ABSTRACT
This article combined the Sustainable Livelihoods Approach and Community Capitals Framework to address four critical concerns in the current community resilience literature. One concern is the need for greater flexibility to account for the wide variety of actors within a community system. A second concern––the dominance of only four major outcomes (nutrition security, food security, environmental sustainability, and economic security)––ignores other important system-level capacities. A third concern in the literature is the normative discourse within resilience. The fourth concern with the state of the literature is overemphasis on specific resilience rather than general resilience. To address these issues, the Community Resilience Framework was developed with a particular emphasis on community development practice.

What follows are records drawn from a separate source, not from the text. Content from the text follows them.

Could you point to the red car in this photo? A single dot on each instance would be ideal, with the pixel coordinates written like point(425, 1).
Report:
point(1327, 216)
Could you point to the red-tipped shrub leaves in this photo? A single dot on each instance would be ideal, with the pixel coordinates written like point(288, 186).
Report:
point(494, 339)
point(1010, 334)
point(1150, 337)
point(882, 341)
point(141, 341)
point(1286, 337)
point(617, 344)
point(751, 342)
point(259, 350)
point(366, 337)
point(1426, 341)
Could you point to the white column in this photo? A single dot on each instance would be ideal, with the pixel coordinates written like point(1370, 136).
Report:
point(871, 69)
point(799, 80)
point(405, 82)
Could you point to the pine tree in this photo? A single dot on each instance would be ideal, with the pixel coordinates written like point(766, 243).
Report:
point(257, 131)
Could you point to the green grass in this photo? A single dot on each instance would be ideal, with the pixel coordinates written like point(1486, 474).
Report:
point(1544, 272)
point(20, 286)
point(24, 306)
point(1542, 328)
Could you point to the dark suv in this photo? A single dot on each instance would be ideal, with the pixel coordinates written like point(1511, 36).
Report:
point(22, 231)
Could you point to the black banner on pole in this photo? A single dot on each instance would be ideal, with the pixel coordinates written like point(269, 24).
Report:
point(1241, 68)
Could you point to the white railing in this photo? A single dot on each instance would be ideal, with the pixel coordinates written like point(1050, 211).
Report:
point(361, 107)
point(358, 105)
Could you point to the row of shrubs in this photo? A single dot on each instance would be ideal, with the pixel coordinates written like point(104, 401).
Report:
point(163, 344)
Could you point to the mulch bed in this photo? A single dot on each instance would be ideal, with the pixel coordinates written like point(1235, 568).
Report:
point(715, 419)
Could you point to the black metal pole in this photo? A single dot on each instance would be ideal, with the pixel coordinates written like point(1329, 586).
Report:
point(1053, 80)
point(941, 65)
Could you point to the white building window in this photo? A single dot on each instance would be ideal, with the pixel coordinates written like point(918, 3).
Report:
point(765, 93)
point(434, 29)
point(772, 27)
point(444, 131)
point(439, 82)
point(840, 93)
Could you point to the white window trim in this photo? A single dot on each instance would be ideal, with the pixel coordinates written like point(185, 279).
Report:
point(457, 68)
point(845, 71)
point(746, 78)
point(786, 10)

This article also provides an introduction to two potential methodologies that can be paired with the framework to engage communities, inform policy, and build resilience.
Acknowledgments
Input for conceptualization of this paper was provided at the Community Resilience Workshop, Community Development Society annual meeting, Detroit, MI, 22 July 2018. The organizers were Jim Cavaye, Sharon Gullick, John Green, and Gary Goreham. Special thanks to participants, including Sheena Abar, Caitlin Bletscher, Karen Fawcett, Peter Hackbert, Dan Kahl, Randy Lyness, Lisa Marrifield, Susan Odum, and Heather Ritz.
Disclosure statement
No potential conflict of interest was reported by the authors.